150 years ago, on Feb. 28, 1854, the Republican Party was born, in Ripon, Wisconsin. It was an amalgam of 50 dissident Whigs, Free Soilers and northern Democrats. The Party name was suggested by Alvan Bovay, a Ripon lawyer, in a February 4 letter to famed New York Tribune editor Horace Greeley. The Party's first nominating convention was held July 6, 1854, in Jackson, Mich.
125 years ago, on Feb. 10, 1879, the first electric arc light was used, in a California theater.
On Feb. 22, 1879, Frank Winfield (F.W.) Woolworth held a Washington's Birthday Sale by opening his first 5-Cent Store in Utica, N.Y. Pledging to sell "nothing that cost more than a nickel," Woolworth packed his store with cheap goods. That store failed, but he succeeded later in 1879 with another discount variety store in Lancaster, Pa. Expanded to include items that cost up to a dime, he called it a 5-and-10-cent store. By 1904, he had opened 120 stores in 21 states.
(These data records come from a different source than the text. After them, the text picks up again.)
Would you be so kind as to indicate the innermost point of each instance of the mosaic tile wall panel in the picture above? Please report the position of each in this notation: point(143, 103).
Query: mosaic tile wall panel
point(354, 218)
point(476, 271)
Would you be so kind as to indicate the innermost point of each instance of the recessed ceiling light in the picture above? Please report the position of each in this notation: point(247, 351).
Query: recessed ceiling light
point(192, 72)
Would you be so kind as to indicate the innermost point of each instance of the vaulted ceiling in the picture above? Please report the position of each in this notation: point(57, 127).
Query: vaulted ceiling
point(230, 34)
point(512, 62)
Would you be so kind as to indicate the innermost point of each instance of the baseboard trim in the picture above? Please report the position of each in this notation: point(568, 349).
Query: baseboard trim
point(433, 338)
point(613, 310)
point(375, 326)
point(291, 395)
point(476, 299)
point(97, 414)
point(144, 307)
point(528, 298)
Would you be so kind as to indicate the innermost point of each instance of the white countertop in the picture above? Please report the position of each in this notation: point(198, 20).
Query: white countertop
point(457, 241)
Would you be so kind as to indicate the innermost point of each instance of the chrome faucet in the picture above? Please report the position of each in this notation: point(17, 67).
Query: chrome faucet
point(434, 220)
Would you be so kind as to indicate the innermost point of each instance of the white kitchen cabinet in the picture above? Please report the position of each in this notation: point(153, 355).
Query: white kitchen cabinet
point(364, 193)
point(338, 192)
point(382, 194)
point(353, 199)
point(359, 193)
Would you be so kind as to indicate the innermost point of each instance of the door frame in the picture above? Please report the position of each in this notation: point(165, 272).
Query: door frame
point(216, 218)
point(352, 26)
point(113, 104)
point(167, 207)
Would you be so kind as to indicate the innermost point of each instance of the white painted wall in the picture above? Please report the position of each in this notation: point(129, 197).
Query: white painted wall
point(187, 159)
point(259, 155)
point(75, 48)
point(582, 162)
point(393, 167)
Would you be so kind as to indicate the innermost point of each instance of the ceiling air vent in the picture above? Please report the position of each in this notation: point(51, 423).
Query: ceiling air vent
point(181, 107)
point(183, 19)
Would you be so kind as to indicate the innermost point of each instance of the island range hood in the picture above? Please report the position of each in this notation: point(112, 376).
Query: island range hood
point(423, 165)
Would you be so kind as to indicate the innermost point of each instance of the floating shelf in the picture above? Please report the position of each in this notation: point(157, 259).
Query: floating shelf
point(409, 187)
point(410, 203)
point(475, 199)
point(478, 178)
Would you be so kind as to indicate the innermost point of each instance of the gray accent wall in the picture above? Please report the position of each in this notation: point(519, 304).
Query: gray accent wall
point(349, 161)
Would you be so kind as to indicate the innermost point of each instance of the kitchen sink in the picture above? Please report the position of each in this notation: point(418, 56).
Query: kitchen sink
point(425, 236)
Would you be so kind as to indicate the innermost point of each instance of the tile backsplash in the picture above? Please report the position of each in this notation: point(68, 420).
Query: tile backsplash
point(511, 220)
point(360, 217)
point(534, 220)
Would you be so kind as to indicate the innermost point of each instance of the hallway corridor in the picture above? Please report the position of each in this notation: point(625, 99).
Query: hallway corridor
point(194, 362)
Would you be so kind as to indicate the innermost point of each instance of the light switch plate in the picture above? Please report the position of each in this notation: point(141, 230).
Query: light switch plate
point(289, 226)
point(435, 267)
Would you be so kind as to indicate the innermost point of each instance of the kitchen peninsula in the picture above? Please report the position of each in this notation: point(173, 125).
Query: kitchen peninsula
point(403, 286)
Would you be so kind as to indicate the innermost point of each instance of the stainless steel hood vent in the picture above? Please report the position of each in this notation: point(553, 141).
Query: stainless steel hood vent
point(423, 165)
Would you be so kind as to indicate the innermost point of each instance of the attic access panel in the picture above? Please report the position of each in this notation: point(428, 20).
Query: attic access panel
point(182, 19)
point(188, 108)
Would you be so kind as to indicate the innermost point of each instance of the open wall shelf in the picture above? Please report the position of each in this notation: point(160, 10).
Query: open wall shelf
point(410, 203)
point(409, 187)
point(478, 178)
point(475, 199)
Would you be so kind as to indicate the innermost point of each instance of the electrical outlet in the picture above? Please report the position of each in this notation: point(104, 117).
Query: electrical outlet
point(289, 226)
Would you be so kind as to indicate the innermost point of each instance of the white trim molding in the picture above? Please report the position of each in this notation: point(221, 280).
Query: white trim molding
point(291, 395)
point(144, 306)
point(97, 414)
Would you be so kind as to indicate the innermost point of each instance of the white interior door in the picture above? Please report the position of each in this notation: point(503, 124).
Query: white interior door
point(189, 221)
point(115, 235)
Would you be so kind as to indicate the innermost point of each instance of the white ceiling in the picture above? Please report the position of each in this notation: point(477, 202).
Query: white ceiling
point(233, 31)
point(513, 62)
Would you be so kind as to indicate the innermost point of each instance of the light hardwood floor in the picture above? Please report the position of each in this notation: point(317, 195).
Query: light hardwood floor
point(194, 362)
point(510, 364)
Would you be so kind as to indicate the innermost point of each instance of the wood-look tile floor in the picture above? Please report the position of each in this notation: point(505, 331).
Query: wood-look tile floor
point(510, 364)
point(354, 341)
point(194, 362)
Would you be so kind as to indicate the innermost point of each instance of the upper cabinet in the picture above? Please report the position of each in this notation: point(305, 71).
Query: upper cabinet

Alas, in the Age of Wal-Mart, Woolworth met its match and closed its last store in 1997, after a 118-year run.
100 years ago, on Feb. 7, 1904, the second biggest fire in U.S. history (after Chicago in 1871) broke out in Baltimore, Md. On Feb. 23, 1904, the U.S. gained control of the Panama Canal Zone for just $10 million.
75 years ago, on Feb. 2, 1929, the Federal Reserve announced a ban on bank loans for margin trades, but traders barely blinked, as they opened up margin accounts with their brokers, leading up to the stock market crash. On February 14, Al Capone's thugs, posing as police, killed the "Bugs" Moran gang, in what became known as the Valentine's Day Massacre.
50 years ago, on Feb. 23, 1954, the first mass inoculation with the Salk vaccine took place, in Pittsburgh, Pa.
25 years ago, February 1979, was not a good month for American interests overseas. On Feb. 1, 1979, the Ayatollah Khomeini returned to Iran after 15 years in exile. On February 8, President Carter severed military ties with Nicaragua, in an attempt to oust the Somoza regime. It worked, but backfired, ending with a murdered Somoza, and Communist Sandinistas running Nicaragua during the 1980s. And on February 14, the U.S. ambassador to Afghanistan was kidnapped in Kabul, and killed when Afghan forces tried to free him. The Soviets invaded Afghanistan at the end of 1979.